I mean, are we really so foolish as to believe that the immigrant has it easy? In addition to a life of crap jobs for crap wages, they often have to deal with social isolation, language barriers and a culture that is blind to how dependant our country is on people from other countries.

When I was working on the rail gangs in eastern Ontario years ago, I went with my co-worker to visit his aunt. She was spending the growing season in a series of rickety shacks planted on the edge of farm fields. She comes to Canada from Jamaica each summer and follows the harvest across Ontario. By doing the backbreaking work that natural born Canucks reject, she earns the money that lasts her through a winter at home.

Fine. Even the editors at the Toronto Sun would probably applaud this as long as the workers made sure to go home when done.

What I saw, though, was something different. I saw a shack overfilled with workers and empty of most furniture and furnishings. Let me tell you, the only difference between that place and the pictures one sees of the darkest days of the Great Depression is that this place had a power line. A decade later and I am still trying to answer the questions raised by that evening. How can we, the members of an extremely affluent nation, turn such a blind eye to how our food is produced and how it is produced? It goes beyond wilful ignorance. It is hypocritical. It is cold and calloused. It is, well, un-Canadian.
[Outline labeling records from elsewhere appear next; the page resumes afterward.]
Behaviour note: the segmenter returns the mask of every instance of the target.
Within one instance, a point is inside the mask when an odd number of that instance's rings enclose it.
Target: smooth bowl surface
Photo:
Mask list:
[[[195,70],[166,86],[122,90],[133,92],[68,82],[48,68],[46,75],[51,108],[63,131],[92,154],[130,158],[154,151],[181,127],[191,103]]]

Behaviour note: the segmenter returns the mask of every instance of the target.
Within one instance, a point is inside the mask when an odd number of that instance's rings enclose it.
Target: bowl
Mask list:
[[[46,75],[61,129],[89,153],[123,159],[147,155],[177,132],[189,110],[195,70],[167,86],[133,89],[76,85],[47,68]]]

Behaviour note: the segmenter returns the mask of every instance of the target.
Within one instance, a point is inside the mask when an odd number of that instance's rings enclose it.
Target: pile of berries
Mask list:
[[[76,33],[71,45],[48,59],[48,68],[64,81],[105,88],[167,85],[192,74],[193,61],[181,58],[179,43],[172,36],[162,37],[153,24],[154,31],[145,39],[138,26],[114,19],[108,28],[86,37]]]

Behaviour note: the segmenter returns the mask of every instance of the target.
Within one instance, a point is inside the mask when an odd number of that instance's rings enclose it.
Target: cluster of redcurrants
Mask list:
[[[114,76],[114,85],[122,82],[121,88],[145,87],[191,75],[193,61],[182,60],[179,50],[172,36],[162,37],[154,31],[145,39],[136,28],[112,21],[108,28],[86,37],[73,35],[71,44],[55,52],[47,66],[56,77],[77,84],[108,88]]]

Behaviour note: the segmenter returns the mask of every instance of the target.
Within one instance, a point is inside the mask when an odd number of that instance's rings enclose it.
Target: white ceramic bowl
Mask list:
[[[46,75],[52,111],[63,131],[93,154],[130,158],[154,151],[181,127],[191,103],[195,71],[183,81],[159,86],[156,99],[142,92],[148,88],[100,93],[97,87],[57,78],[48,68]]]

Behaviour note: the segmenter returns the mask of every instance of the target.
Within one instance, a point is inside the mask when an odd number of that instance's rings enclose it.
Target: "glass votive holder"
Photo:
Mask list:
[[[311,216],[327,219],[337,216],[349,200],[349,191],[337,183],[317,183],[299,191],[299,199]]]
So, heck, if nursery tales about spoiled immigrants and hard done to Canadians are you thing, then. . . Uh, now there's a problem. I can't say hard done to Canadians, because some of the proudest Canadians I know were born in other countries. In fact, I feel proudest as a Canadian when I talk with immigrants because they generally appreciate and value their citizenship far more than those of us who were born in Canada. They are proud to be a part of this country, even if it means doing such things as working seven days a week in a suburban sub shop (as one woman I talked to from Iran does).

Oops, another hole in the logic there because, behind the rant, is the unspoken notion that Canadian born Canadians are somehow more deserving or entitled than Canadians who started life elsewhere. Personally, I think the opposite may be true. I feel that a person who has to choose and work and sacrifice to be Canadian is probably better overall for the country than someone who is going to sit back and whine and snipe and complain. In my more radical moments, I feel that natural born Canadians should have to take a citizenship test on their eighteenth birthday before being granted the full range of benefits we reap from living in this great country. Maybe then we could learn to appreciate what we have rather than whining about what we do not.

As for the money disparity, no one mentioned the fact that it is usually far more expensive to be an immigrant than it is to be a senior. The majority of immigrants wind up living in Canada's three largest cities. Two out of three of these cities often show up on lists of the most expensive places to live in the world. Furthermore, the immigrant usually does not have the network of friends, family and relatives that Canadian-born citizens have. Immigrants need the helping hand to get started, sure, but that's not where it ends. Soon enough, this helping hand gets paid back in sweat and taxes, keeping our country running.

I'm not saying the Canada Pension Plan is perfect. I'm not saying the immigration system is perfect, either. What I'm saying is that it is far more complicated than taking the money from the immigrants and giving it to the seniors. What I'm saying is we do a disservice to ourselves and our country by substituting simplistic griping for reasoned thought.

3 comments:

Dale said...

I've seen that piece too. What a load of bollocks! It's just another attempt to incite hatred and xenophobia, and to fan the flames of intolerance. Excellent response, though.